ふたりは……手を握りながら、英稜高校からの帰路を歩いた。
“ゴリゴ……ゴリリ、ゴリ”
その背後で妙な音がしていたのは、とりあえず無視して。
(マサちゃん……)
いつ以来だろう、こんな風にふたりで歩くのは―――ミサキは、ずっとそんなことを考えていた。
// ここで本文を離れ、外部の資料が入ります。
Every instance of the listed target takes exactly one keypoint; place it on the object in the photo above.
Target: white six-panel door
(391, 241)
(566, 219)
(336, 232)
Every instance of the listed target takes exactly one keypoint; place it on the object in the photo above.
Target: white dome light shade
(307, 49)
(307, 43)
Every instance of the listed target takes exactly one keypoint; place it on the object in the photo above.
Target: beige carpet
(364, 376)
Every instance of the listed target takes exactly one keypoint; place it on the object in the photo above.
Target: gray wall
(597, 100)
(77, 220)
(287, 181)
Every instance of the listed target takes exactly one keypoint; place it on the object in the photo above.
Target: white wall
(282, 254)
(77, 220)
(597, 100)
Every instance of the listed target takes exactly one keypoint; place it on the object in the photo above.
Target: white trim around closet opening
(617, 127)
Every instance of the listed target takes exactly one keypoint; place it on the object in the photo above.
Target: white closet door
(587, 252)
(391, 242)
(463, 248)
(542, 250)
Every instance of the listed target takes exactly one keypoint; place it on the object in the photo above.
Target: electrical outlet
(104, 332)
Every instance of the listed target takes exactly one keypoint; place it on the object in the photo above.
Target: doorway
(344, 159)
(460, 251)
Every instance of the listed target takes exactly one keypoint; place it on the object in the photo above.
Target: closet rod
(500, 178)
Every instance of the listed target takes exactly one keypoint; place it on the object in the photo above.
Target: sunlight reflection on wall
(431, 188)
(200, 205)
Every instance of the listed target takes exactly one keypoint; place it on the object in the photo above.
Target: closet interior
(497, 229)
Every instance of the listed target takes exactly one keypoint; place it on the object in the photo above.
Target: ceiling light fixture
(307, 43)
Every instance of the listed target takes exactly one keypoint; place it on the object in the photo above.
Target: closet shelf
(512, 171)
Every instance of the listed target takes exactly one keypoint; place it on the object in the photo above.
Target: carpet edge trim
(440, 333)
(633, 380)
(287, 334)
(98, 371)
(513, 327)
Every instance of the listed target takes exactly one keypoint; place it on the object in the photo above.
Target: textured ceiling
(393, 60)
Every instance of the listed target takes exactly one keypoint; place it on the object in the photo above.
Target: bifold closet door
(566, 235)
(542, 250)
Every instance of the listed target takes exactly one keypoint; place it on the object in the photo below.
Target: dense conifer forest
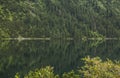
(60, 18)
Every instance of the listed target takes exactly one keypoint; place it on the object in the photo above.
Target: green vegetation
(93, 68)
(60, 18)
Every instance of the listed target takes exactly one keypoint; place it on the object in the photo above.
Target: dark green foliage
(60, 18)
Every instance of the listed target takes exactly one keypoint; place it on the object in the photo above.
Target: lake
(63, 55)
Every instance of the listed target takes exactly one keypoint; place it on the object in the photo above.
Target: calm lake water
(62, 55)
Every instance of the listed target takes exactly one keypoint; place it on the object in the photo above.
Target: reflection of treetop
(60, 18)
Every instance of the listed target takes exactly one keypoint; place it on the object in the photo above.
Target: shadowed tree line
(60, 18)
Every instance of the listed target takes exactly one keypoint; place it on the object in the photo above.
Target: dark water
(62, 55)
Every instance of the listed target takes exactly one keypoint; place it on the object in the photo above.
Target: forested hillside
(59, 18)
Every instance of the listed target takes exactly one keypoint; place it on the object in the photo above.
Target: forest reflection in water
(63, 55)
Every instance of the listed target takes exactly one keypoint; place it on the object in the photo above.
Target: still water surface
(62, 55)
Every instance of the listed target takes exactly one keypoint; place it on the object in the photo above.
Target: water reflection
(62, 55)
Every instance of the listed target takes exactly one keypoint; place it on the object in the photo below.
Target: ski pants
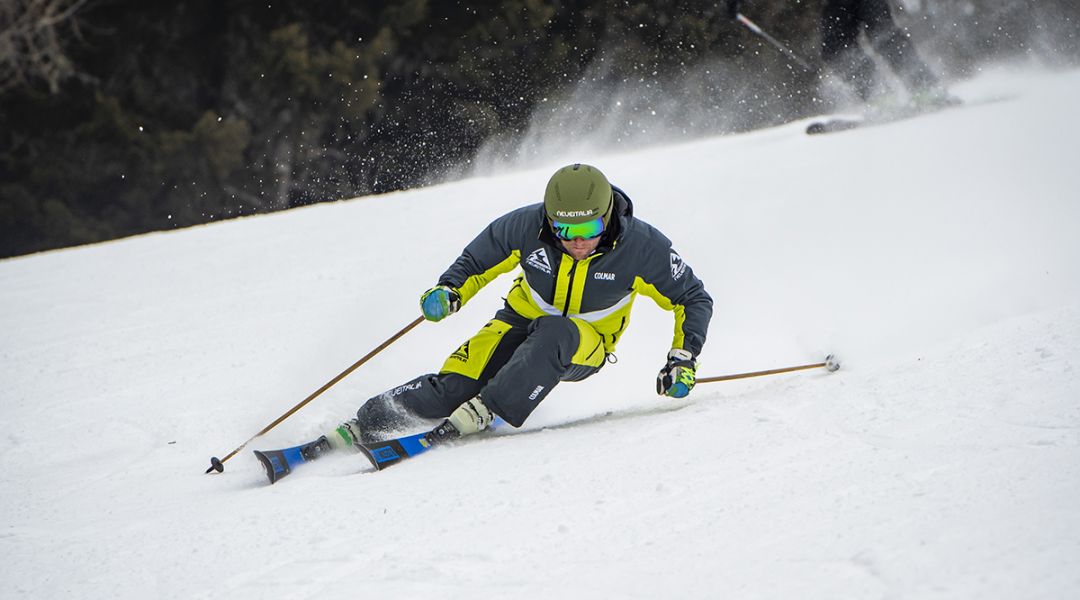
(840, 23)
(512, 364)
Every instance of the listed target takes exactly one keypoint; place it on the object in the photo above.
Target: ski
(836, 124)
(881, 117)
(280, 463)
(390, 452)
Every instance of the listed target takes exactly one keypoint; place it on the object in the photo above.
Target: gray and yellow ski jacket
(633, 258)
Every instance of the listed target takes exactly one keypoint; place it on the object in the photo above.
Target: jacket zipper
(569, 288)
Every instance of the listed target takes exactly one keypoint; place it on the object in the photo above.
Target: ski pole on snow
(775, 43)
(216, 464)
(831, 363)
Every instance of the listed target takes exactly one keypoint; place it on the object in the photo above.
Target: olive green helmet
(578, 193)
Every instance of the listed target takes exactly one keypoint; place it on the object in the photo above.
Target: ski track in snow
(937, 256)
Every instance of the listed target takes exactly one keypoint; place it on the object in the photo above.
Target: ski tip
(275, 468)
(832, 363)
(215, 465)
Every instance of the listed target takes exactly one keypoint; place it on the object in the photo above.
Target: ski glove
(678, 376)
(440, 302)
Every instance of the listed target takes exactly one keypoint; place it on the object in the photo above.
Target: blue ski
(280, 463)
(393, 451)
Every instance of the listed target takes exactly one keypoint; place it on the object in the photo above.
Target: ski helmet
(578, 193)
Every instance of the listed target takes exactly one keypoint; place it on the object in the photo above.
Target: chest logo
(539, 260)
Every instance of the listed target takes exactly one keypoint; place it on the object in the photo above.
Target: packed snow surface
(939, 256)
右手から伝わるマサヒコの温もりが、懐かしくて、温かくて、愛しかった。
(好きな人と手を握りながら歩くのって……こんな気持ちなんだ……)
心も体もほっこりと温かくなるのを感じながら……ミサキは、隣を歩くマサヒコを見た。
ほんの一・二年前ならば、自分とほとんど変わらなかったはずの彼の視線は、
いつの間にか頭半分くらい、上にあった。
「…………?」
ミサキの様子に気付いたのだろう、マサヒコも彼女を見ると、無言で微笑んだ。
穏やかで、優しい笑顔だった。
(この人は………)
こんなに……こんな風に、優しく笑える人なんだ、とミサキは思った。
マサヒコのことなら、なんでも知っているつもりだった。
彼の一番の理解者は、自分だと思っていた。
(でも……マサちゃんには……)
まだ、自分の知らない顔があるんだ、と思った。それが、なぜか、ミサキには嬉しかった。
(ミサキ……)
マサヒコは、幼馴染みの少女を見つめていた。
一瞬、風が吹いた。金色の髪が、くすぐられるように、そよいだ。
「寒くない?ミサキ」
「大丈夫……あったかいよ」
ふたりはまた見つめ合うと、微笑んで歩き出した。
(はは……似合わないかな、こういうの……)
マサヒコは自分の取った、らしくない行動に心の中で苦笑していた。
(でも………)
自分でも驚くほど自然に……ミサキの手を、取っていた。
ほんの少ししょげていた幼馴染みを励まし、その手の温もりを、感じたい。
そう思った瞬間、マサヒコは既に彼女の手を握っていた。
ひんやりと冷たかったその小さな手は、一緒に歩くうち、少しずつ、少しずつ………
マサヒコの体温に馴染むように、温かくなっていった。
(………今日も付けてくれたんだな)
ミサキの胸元に光るのは、買い物に付き合ってくれたお礼にマサヒコが贈った、あのネックレス。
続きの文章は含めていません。